In most of the marine and fresh-water varieties, unlike the nigger-head, the conchiolin exterior does not easily flake off. In these the outer shell is composed of wave-like plate extensions, superimposed one upon the other recedingly from the lip to the umbo as in the others, but without the ridges, the plates being flat and the edges more irregular. These extensions are formed of a number of horizontal composite plates, which penetrate the shell to the mother-of-pearl.
Not only may they be separated into thinner horizontal plates, but they divide vertically into prisms. Under the microscope the edge of a composite plate appears as a number of prisms placed side by side lengthwise across the plate edge, but showing dark, intersecting lines through the series where they divide as plates.
These prisms appear on the face of the plates as translucent hexagons, separated by dark lines like a tessellated floor, and under a powerful microscope are seen to be composed of similar smaller particles, also joined together by a binder of tissue. The exposed parts of the epidermis plates, forming the outer skin of the shell, are more dense than the unexposed portions; the hexagonal dividing lines are thick and blurred, and the faces are almost opaque, whereas in the unexposed parts, the faces are translucent and the hexagonal markings are clear and fine.
Though constructed in the same way throughout, these plates appear to follow the general plan of shell construction, the preponderance of calcium carbonate in the interior parts gradually changing to an excess of organic matter as they become exposed to form the outer part of the shell. The outer shell is in some varieties of a brownish-yellow with radiating fan-like markings of a deeper tint or red; in others, dark gray and brown to almost black. Immediately under the surface, the plates become lighter in color, and finally almost white as they approach the nacreous interior.

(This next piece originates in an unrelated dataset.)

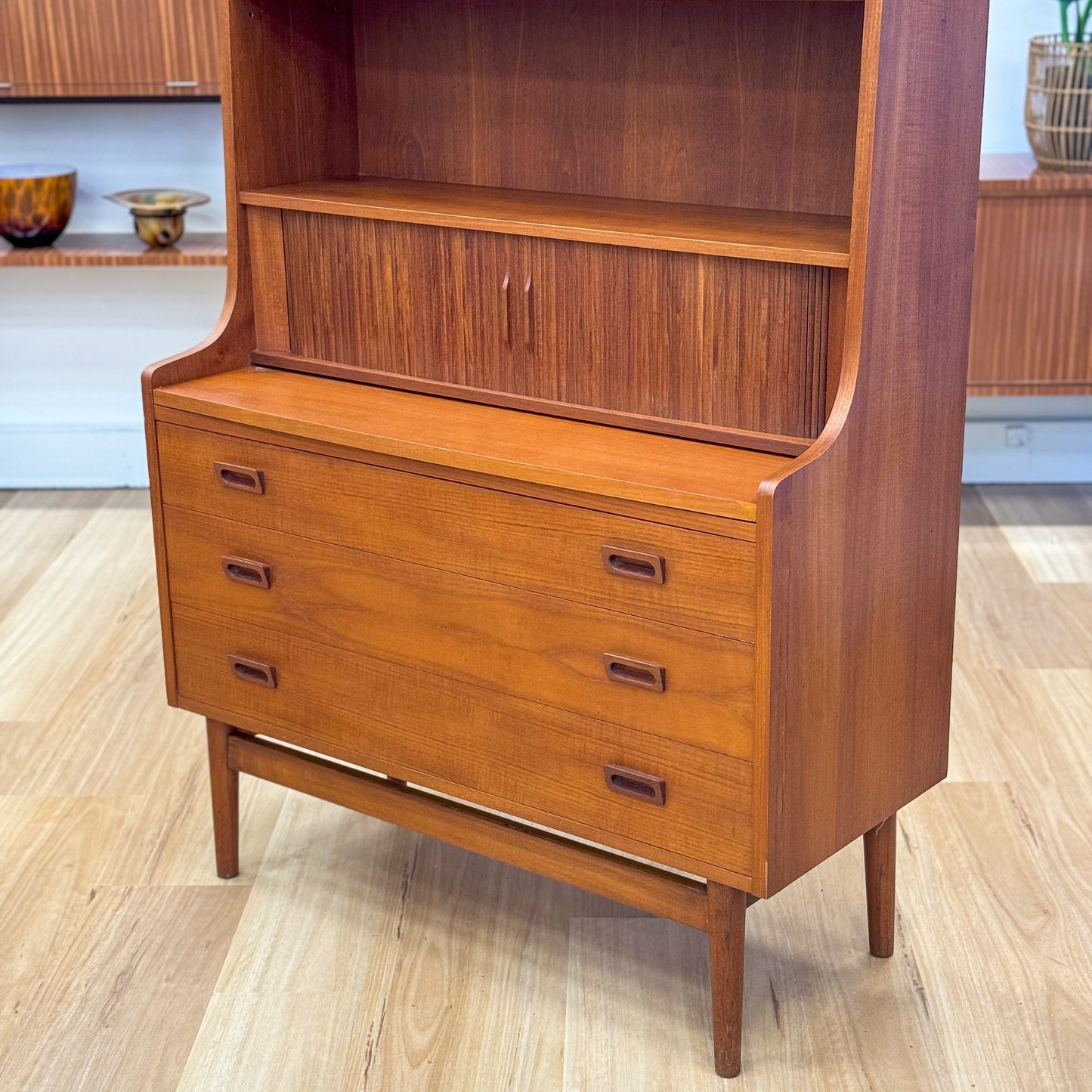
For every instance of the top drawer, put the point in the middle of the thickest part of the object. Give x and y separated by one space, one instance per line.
657 571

In all varieties the outer plates lie almost parallel with the extension of the shell, so that, lapping each other as they do, the outer contour of the shell is raised by a series of low steps from the edge to the umbo. These plates appear to have been superimposed one upon the other. On the contrary, they are added on the under side. Starting from the umbo, which is the oldest part, the shell is enlarged by the addition of a succession of plates from beneath, each series extending a little beyond its predecessor, the rough conchiolin fringe at their extremities forming the outer covering of the shell. Following the growth of the epidermis, the shell and the lining are also extended and built up, so that the entire shell is constantly pushed to dimensions necessary for the proper and commodious housing of its growing tenant.
Under the thin coat of epidermis on the Unio nigger-head, is a stratum of prism plates similar to the outer plates of the Venezuelan oyster. The prism faces are however smaller and the organic intersections are thicker and darker. Immediately under and abutting, is another series of plates which penetrate the shell almost horizontally at the lip end, to the lining; diagonally at the thick part of the shell near the umbo to another series of the same kind. Here, owing to their diagonal set, upon peeling off the epidermis and the epidermis plates, the edges appear as a series of fine lines curving about and spreading out from the umbo. The plates set outward, away from the umbo, from the lower or inner edge.